Saturday, July 9, 2011
Lebanon: The Game Of Words
By Walid Choucair
Lebanon is seeing a huge political struggle now being dominated by playing with words and manoeuvring, as big-time headlines and slogans are wielded. Some parties are saying one thing and privately maintaining the opposite; they put forward descriptions by which they mean to cover up things that are the opposite of their true meaning. They announce commitments that allow them to escape their pledge, and then to place the responsibility on others.
It is a game with a single function, namely to cover up the stepping back from commitments, and to secure cover for the coup against the types of consensus without which it will be difficult to guarantee stability in Lebanon. It is a game of the art of maneuver, which is being carried out by those who are professionals when it comes to the policy of waiting – waiting for something to happen outside this game, which will turn things upside-down and alter the political scene. Then, the arena will be one in which the true players would appear, or these professionals would gain time in order to for them to turn the situation upside-down, when the time is right.
Over the last three days, the debate in the Lebanese Parliament has seen a considerable amount of playing with words, especially by the majority, and particularly over the Special Tribunal for Lebanon, which is trying to uncover the truth behind the assassination of former Prime Minister Rafik Hariri. However, there is a fundamental significance to this control over this game, which saw, before and during the parliamentary session, vague expressions that could be interpreted in various ways: in other words, what happened outside the session and will happen afterwards will help clarify the true meanings and objectives behind this game, which is legitimate in the eyes of Lebanese politicians.
They believe that engaging in this game indicates intelligence and acumen, to the degree that they sometimes go as far as to believe in their playing with words. However, they also fail to notice the embarrassing situation they are in, the confusion that dominates them, and their anxiety about their actual situation. The game takes them as far as believing these arguments, and upon them they base expectations. However, most of them find no embarrassment in stepping back from what they say, because their public will believe them in any case, and keep in line, or forget what they said previously. This is because a group affiliation attracts this public to them, or because the circumstances have changed, such that accommodating themselves to these new stances is justified, and any retreat will be understood by some of this public, at the least.
The easiest example to indicate this is the seamless ability of Walid Jumblatt, the head of the National Struggle Front parliamentary bloc, to undergo tremendous political changes, due to the shifting balance of power, and justify this by saying that he had "erred." Meanwhile, Hezbollah has found no embarrassment in stepping back from its positions, or "jumping forward" on other fronts, in the game of words.
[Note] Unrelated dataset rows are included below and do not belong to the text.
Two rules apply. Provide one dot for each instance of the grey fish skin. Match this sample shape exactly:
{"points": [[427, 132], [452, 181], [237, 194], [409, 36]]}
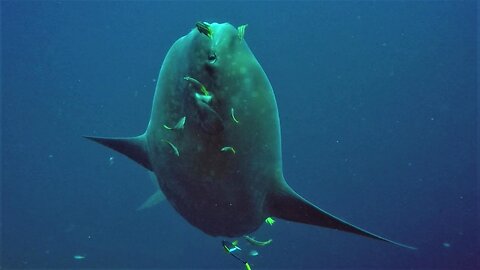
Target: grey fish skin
{"points": [[213, 79]]}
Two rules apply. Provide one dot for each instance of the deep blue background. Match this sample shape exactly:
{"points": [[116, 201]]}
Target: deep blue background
{"points": [[378, 106]]}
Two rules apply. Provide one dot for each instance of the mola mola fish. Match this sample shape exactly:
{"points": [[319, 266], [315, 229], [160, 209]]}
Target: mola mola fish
{"points": [[213, 139]]}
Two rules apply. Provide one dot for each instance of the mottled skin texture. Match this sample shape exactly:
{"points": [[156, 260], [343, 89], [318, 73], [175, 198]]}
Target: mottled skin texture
{"points": [[219, 192]]}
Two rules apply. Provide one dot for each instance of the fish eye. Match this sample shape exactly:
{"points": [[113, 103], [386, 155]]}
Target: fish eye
{"points": [[212, 57]]}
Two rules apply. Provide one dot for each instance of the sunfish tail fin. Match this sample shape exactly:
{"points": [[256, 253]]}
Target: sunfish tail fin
{"points": [[287, 204], [132, 147]]}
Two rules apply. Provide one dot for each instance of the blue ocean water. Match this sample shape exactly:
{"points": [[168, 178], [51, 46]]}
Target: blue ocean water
{"points": [[378, 108]]}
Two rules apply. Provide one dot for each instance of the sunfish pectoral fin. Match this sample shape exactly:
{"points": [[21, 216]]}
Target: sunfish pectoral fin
{"points": [[133, 147], [153, 200], [287, 204]]}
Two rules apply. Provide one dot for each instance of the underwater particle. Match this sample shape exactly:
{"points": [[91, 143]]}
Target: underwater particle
{"points": [[232, 113], [228, 148], [270, 221], [79, 257], [241, 31]]}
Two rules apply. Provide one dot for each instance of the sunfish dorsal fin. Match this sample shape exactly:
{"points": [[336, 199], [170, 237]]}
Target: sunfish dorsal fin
{"points": [[132, 147], [287, 204]]}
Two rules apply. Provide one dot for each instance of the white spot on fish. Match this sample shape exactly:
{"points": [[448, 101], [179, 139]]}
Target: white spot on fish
{"points": [[79, 257]]}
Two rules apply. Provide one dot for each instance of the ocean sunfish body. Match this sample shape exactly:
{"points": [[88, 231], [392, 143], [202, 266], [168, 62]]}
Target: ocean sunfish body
{"points": [[213, 139]]}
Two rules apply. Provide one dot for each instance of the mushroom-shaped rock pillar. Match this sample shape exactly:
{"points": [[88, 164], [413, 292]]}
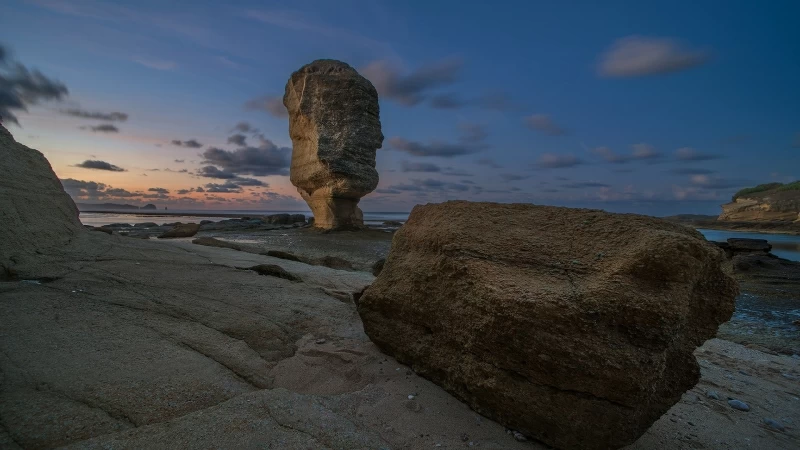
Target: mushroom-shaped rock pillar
{"points": [[334, 123]]}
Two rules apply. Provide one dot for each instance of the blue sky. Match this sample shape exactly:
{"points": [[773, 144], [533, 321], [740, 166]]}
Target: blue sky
{"points": [[625, 106]]}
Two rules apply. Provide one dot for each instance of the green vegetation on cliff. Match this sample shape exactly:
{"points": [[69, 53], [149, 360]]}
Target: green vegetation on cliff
{"points": [[777, 187]]}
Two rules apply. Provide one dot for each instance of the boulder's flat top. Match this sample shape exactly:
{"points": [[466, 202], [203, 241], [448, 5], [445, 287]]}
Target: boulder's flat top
{"points": [[144, 344]]}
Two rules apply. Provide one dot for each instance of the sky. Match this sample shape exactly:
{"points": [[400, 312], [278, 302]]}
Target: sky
{"points": [[624, 106]]}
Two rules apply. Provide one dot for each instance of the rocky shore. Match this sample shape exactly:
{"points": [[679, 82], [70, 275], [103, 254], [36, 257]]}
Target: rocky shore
{"points": [[499, 326]]}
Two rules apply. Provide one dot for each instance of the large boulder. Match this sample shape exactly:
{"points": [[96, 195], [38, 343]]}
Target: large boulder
{"points": [[334, 123], [573, 326], [37, 218]]}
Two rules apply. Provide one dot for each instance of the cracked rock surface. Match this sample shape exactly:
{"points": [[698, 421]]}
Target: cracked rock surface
{"points": [[575, 327]]}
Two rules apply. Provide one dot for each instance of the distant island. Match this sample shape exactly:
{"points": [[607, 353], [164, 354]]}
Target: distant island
{"points": [[97, 207], [765, 202], [766, 208]]}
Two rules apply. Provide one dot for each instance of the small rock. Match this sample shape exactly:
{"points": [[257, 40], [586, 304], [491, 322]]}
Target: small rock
{"points": [[774, 425], [738, 404], [412, 405]]}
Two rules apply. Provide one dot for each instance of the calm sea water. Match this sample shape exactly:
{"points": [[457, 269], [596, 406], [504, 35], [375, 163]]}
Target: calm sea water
{"points": [[159, 217], [786, 246], [783, 245]]}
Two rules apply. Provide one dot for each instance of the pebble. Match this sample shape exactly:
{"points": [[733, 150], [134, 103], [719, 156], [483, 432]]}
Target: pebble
{"points": [[519, 436], [738, 404], [774, 425]]}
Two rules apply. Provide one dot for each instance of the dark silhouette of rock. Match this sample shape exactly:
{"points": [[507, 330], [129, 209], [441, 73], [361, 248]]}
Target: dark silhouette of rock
{"points": [[213, 242], [334, 123], [274, 271], [181, 230], [283, 255], [576, 327], [334, 262], [378, 266]]}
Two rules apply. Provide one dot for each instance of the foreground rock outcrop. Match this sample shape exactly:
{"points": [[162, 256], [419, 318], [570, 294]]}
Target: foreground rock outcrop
{"points": [[334, 123], [576, 327], [37, 218]]}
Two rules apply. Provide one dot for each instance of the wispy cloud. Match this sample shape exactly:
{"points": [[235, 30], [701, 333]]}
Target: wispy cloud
{"points": [[636, 56], [556, 161], [114, 116], [97, 164], [158, 64], [544, 124], [409, 89], [270, 104]]}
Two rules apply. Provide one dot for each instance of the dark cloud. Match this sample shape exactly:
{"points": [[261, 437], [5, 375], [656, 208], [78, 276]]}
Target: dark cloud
{"points": [[272, 105], [238, 139], [245, 127], [267, 159], [690, 154], [409, 89], [191, 143], [473, 132], [555, 161], [435, 148], [99, 165], [451, 172], [227, 188], [489, 163], [447, 101], [406, 166], [102, 128], [544, 124], [21, 87], [585, 184], [715, 182], [637, 56], [121, 193], [639, 152], [111, 117], [512, 177], [91, 190], [244, 181], [691, 171], [213, 172]]}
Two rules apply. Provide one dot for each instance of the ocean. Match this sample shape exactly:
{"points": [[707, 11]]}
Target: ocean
{"points": [[132, 217], [784, 245]]}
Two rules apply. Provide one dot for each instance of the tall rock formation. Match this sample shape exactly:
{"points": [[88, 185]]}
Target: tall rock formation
{"points": [[37, 218], [573, 326], [334, 123]]}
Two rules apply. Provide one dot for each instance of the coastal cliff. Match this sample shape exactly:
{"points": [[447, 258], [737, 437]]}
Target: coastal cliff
{"points": [[765, 202]]}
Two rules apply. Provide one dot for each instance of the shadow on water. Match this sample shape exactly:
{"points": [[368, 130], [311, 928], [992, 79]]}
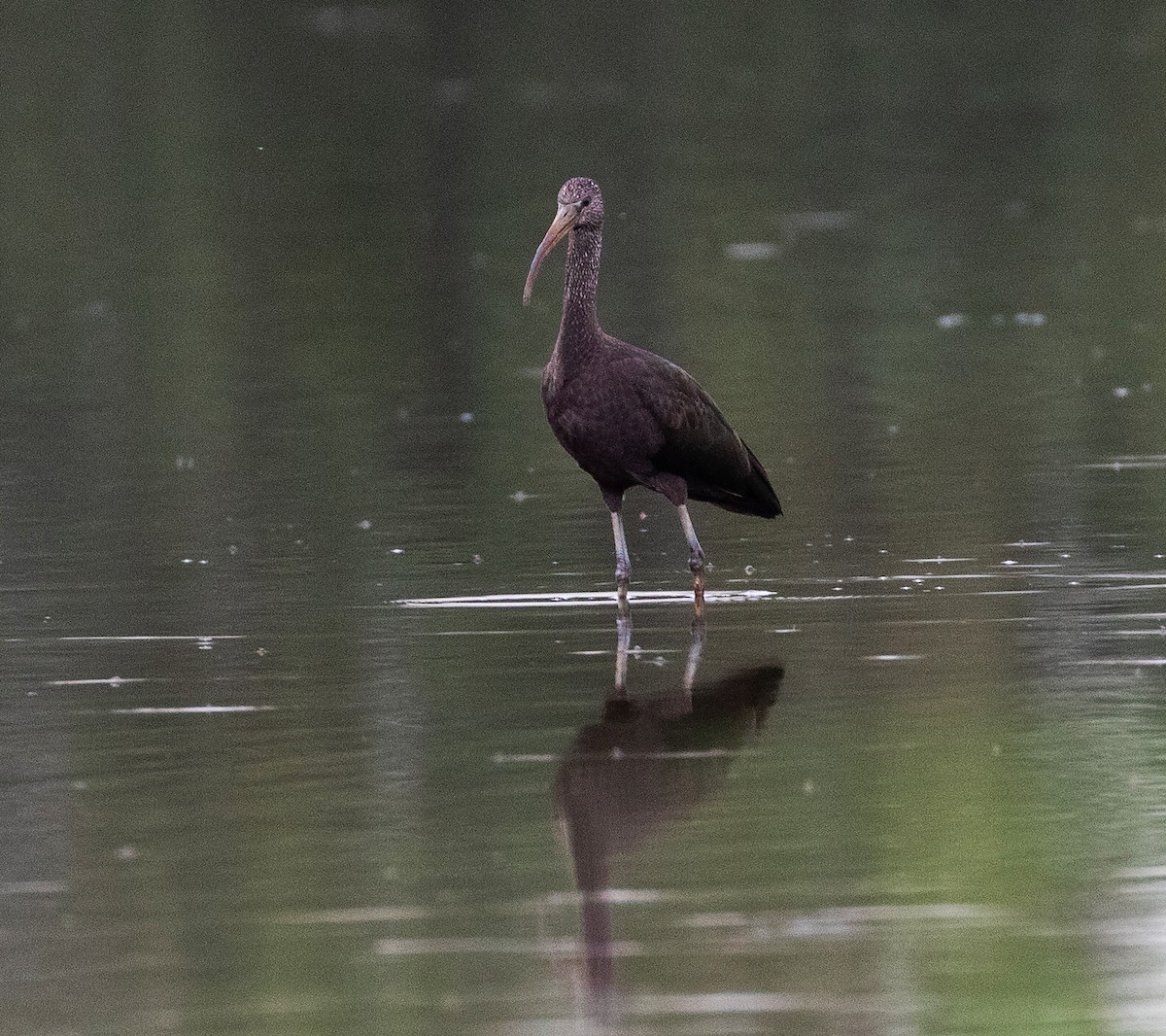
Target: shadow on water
{"points": [[646, 764]]}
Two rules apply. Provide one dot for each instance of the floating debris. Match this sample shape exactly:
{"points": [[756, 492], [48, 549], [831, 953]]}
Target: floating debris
{"points": [[188, 709], [751, 251]]}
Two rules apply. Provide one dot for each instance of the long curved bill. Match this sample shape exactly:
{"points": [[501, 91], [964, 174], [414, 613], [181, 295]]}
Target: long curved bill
{"points": [[565, 220]]}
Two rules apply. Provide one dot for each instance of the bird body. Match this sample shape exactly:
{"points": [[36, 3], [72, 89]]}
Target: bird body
{"points": [[628, 415]]}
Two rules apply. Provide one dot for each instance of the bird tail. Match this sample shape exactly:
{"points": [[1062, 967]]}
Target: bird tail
{"points": [[753, 495]]}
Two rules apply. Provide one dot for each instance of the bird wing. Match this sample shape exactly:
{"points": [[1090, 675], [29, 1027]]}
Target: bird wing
{"points": [[699, 444]]}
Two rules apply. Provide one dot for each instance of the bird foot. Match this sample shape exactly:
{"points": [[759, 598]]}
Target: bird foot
{"points": [[699, 594]]}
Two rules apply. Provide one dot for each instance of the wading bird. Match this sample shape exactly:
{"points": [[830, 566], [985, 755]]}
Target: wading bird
{"points": [[633, 418]]}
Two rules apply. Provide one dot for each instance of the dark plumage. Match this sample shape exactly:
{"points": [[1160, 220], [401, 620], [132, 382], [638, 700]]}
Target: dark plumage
{"points": [[630, 417]]}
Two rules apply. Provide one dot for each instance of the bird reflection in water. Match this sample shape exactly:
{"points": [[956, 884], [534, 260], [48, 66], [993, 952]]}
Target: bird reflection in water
{"points": [[647, 763]]}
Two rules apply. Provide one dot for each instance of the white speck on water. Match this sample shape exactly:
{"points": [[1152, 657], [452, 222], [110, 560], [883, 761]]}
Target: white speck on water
{"points": [[751, 250]]}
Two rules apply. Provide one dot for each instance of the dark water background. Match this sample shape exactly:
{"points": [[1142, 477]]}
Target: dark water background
{"points": [[265, 373]]}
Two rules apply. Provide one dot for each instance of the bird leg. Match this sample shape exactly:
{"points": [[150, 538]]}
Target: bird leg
{"points": [[695, 560], [623, 562], [623, 644]]}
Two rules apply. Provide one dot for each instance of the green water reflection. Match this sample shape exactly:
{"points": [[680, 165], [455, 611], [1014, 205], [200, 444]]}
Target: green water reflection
{"points": [[265, 372]]}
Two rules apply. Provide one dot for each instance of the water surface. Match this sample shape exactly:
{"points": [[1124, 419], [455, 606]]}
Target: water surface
{"points": [[315, 710]]}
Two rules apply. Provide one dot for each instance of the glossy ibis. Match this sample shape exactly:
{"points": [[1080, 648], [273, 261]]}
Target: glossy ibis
{"points": [[633, 418]]}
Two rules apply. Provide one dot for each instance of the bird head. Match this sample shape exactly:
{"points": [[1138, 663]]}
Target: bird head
{"points": [[580, 207]]}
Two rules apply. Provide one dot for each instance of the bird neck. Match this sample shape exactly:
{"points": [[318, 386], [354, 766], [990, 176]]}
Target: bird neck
{"points": [[580, 318]]}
The party is cohesive. Besides, the loyalty of its base and the surplus of force it enjoys locally and regionally allows it to disregard any type of calculations on this front. Before the formation of the new government, Hezbollah's leadership and cadres were convinced that it would not be formed, but it was. The party believed that the government would not continue, but it did and the party accepted to include it in previous government policy statements, and supported them. However, Hezbollah believed that justice through this government would undermine stability, because it would bring civil strife, so it turned around and rejected a deal trading justice for stability, and asserted that there would be no civil strife.
In this gamble, between its actual position and the talk it puts out, Hezbollah is relying on its over-confidence, even though its rivals see this as confusion and a sign of mistaken calculations, which will eventually prompt the party to modify its stances, and try to outrace things.
Speaker Nabih Berri is matching Jumblatt and Hezbollah in the game of words, because he plays it well, is good at maneuvering, and is accommodating himself to the changes without incurring huge losses. He is taking advantage of his position as the speaker of Parliament, who is needed by his allies and some of his rivals.
Other leaders do not care about losing credibility in this game of words.
However, Prime Minister Najib Mikati enters the game without a party to support him, or a group affiliation to constitute a mass base that can help him compensate for the damage he might incur from this game when he faces the facts of the actual situation, if it leads to shrinking his margin of maneuver. Then, he will be forced to take a clear stance or exit the game when the hour of truth comes. This is because he will obliged to be loyal to one of the sides; what he says contains two interpretations, and he will be forced to take sides, or step away, especially since there is no settlement to the dispute over the STL on the horizon.